Пожилой метрдотель щелчком пальцев подозвал молоденькую рыжеволосую официантку, которая, обратившись ко мне на немецком, сноровисто приняла заказ. Не прошло и минуты, как она вернулась и выставила передо мной графинчик латышской яблочной водки и порцию заливной рыбы. Я выпил рюмку, потом вторую и огляделся по сторонам. Моим соседом по столику оказался уже немолодой старший фельдфебель в круглых старомодных очках — судя по петлицам и погонам, отделанным черным кантом, — воентехник. На обшлаге его рукава выделялась манжетная ленточка черного цвета с серебристой надписью «Великая Германия». Между прочим, я сразу заметил в зале с десяток черных танкистских мундиров — у всех на правом рукаве была такая же ленточка с названием этой танковой дивизии СС. Слева от меня о чем-то увлеченно беседовал по-латышски со своей спутницей местный полицейский чин. В зале, кроме танкистов, находились военнослужащие всех родов войск — в основном моряки. Были и гражданские. Почти треть зала составляли представительницы прекрасного пола. Из военных, судя по нашивкам, преобладали «нижние чины»: я уже знал, что офицеры предпочитали посещать более «престижные» заведения — например, казино «Чайка».

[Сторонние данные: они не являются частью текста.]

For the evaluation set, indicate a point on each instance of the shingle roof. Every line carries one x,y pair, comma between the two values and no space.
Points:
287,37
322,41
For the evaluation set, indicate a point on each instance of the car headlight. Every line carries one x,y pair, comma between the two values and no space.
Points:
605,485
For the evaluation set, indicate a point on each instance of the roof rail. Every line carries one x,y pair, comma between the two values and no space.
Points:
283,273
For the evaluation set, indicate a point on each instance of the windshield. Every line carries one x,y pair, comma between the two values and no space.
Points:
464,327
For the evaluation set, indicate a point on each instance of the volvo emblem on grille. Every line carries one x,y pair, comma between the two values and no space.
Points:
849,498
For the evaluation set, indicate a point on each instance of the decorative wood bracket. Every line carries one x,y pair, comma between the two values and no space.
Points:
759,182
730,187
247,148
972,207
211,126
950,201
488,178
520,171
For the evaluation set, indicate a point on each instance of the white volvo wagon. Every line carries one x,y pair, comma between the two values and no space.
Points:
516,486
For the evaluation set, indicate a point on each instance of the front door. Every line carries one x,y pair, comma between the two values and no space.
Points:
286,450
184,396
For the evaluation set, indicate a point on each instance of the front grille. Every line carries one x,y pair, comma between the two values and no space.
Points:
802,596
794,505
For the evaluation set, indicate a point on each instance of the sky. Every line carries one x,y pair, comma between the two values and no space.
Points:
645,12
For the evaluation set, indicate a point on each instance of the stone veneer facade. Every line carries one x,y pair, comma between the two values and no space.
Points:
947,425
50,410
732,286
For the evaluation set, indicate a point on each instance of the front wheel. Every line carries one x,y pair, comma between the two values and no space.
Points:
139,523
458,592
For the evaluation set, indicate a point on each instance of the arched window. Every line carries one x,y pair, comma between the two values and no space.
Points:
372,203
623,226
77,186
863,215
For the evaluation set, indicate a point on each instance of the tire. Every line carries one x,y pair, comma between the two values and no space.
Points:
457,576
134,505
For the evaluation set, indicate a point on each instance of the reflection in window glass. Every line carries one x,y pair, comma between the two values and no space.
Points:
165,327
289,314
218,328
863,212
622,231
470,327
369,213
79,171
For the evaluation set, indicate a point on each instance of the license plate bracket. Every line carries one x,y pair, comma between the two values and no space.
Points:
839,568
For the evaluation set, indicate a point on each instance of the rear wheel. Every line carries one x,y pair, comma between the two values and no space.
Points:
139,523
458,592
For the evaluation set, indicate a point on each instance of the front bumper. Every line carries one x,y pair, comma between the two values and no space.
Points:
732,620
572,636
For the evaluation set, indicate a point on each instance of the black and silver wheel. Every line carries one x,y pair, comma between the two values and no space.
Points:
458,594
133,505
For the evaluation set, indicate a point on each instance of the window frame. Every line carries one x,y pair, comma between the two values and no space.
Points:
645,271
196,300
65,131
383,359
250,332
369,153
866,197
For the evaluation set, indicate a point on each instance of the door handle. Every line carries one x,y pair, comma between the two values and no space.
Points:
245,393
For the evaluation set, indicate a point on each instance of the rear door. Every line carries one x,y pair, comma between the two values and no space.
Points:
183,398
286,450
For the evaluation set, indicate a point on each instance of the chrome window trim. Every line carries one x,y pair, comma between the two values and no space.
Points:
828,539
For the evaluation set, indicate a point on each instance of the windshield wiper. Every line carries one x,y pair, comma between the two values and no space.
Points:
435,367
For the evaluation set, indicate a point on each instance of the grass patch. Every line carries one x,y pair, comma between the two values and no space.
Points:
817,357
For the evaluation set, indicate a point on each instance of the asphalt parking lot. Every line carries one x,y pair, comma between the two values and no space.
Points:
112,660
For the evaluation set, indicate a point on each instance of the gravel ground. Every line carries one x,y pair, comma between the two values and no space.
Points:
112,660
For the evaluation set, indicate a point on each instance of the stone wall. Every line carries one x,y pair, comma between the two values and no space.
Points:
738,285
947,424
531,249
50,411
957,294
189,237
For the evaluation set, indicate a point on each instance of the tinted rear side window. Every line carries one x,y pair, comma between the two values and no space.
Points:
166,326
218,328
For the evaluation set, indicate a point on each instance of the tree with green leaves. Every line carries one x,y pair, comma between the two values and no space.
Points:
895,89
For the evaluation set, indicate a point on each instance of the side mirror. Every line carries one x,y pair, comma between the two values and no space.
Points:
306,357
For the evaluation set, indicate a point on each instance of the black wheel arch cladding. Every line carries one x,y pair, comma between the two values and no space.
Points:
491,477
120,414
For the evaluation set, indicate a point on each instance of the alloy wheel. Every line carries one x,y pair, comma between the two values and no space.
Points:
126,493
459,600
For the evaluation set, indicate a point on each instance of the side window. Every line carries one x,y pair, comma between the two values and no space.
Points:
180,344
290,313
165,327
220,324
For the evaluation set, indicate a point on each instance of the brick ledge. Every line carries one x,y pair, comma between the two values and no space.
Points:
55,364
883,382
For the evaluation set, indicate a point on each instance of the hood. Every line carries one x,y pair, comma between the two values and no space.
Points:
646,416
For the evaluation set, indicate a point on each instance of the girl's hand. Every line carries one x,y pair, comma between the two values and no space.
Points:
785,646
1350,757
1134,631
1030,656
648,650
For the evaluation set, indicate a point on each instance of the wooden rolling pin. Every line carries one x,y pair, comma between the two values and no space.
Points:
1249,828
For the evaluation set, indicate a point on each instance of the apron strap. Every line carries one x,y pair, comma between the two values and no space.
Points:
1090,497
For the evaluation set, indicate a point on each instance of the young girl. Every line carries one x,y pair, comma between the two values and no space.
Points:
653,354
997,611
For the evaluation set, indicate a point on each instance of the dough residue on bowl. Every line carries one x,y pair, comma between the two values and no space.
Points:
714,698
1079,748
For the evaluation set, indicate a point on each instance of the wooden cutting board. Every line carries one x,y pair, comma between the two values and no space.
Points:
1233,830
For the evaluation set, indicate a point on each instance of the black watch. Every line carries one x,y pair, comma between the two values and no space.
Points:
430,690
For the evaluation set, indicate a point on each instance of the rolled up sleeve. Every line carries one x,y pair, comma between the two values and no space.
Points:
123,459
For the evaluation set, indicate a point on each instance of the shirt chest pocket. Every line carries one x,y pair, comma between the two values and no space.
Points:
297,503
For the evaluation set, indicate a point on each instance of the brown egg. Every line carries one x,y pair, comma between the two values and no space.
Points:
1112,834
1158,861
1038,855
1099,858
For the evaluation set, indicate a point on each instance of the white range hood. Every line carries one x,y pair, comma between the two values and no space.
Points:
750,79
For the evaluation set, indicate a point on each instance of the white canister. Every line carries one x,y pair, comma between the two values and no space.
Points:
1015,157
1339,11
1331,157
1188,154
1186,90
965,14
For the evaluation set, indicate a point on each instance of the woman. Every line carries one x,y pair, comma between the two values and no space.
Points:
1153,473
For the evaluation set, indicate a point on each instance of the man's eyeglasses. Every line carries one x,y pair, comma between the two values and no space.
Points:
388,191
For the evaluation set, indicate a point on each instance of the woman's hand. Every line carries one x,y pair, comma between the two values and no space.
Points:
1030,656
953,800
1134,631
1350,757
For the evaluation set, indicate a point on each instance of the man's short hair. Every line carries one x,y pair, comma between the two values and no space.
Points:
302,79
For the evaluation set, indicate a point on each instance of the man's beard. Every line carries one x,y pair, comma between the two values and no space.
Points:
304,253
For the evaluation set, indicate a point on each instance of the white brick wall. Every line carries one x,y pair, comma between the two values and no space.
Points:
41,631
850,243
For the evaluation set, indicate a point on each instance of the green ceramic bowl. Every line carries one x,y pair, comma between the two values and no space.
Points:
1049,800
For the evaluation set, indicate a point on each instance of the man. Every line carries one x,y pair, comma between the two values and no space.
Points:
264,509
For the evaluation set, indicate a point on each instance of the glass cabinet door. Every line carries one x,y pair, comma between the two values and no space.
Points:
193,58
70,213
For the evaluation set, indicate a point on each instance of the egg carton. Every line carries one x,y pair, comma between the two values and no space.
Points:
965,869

В принципе, мне было глубоко плевать на окружающих. Я решил дождаться Никитского и хотя бы недолго посидеть с ним в его скромной комнатушке — выпить по рюмочке, поговорить. Заиграла музыка: по случаю Нового года на тумбочке в противоположном углу зала выставили приличных размеров ящик — радиоприемник «Телефункен». Вернее, это была радиола — сейчас на ней одну за другой проигрывали пластинки с веселыми немецкими фокстротами. В центре зала вокруг елки появились танцующие пары. Однако во всей этой псевдопраздничной атмосфере явственно проглядывала какая-то обреченность. Все они здесь, в Курляндии, были отрезаны Красной Армией и, по сути, обречены. «Как и я…» — лезли в голову невеселые мысли, и, чтобы заглушить их, я заказал очередной двухсотграммовый графин.